O sentimento é reconhecido. O comportamento inadequado é interrompido. O limite permanece claro.

Acolher não é concordar. Compreender não é autorizar. Escutar não significa retirar todas as consequências.

A disciplina educativa precisa ajudar a criança a reconhecer o impacto de suas escolhas, reparar danos e desenvolver novas formas de agir.

CNV não substitui proteção e providências

A Comunicação Não Violenta pode ajudar em desentendimentos, dificuldades de convivência e conflitos em que existe alguma possibilidade de diálogo.

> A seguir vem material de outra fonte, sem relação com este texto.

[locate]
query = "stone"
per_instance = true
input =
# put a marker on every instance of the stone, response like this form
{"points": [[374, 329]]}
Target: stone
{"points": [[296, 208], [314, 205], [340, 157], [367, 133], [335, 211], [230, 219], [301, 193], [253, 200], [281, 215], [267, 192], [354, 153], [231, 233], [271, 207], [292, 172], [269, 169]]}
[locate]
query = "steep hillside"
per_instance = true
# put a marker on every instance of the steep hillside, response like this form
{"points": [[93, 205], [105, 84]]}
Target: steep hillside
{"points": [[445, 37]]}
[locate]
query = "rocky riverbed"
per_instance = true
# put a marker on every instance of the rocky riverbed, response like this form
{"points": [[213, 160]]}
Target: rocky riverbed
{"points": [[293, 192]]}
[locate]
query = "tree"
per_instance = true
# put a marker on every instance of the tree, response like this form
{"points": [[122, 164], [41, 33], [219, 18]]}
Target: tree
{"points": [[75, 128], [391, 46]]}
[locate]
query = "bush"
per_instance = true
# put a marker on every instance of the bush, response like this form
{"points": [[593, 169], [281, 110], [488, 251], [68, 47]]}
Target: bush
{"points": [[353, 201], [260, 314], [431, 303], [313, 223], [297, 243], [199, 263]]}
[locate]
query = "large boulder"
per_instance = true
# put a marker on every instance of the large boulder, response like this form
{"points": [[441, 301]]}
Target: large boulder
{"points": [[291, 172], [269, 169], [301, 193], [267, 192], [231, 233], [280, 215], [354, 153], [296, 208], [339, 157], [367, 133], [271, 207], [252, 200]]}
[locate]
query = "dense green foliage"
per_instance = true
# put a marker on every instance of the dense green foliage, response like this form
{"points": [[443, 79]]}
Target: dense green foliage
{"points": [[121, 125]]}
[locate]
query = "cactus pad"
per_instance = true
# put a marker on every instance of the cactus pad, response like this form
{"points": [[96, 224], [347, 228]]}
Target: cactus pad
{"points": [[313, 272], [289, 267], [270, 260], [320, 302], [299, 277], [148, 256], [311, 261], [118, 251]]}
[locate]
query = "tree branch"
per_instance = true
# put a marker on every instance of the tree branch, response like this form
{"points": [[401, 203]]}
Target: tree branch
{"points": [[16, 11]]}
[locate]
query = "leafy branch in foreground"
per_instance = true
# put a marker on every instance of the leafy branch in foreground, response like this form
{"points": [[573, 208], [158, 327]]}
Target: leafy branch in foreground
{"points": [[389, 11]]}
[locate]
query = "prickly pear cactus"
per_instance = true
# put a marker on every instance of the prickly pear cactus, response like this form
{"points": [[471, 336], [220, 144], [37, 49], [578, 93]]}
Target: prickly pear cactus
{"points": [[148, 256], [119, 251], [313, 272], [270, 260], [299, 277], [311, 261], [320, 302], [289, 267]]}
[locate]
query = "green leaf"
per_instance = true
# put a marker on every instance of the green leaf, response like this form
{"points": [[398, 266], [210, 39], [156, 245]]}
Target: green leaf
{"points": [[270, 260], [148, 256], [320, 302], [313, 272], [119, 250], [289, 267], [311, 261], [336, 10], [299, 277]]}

Entretanto, ela não deve ser usada para minimizar:

  • Bullying
  • Discriminação
  • Assédio
  • Ameaças
  • Violência física
  • Violência sexual
  • Humilhações sistemáticas
  • Perseguição
  • Abuso de poder
  • Cyberbullying

Bullying não é apenas um conflito entre duas pessoas em condições semelhantes. Geralmente envolve repetição, intenção de ferir e desequilíbrio de poder.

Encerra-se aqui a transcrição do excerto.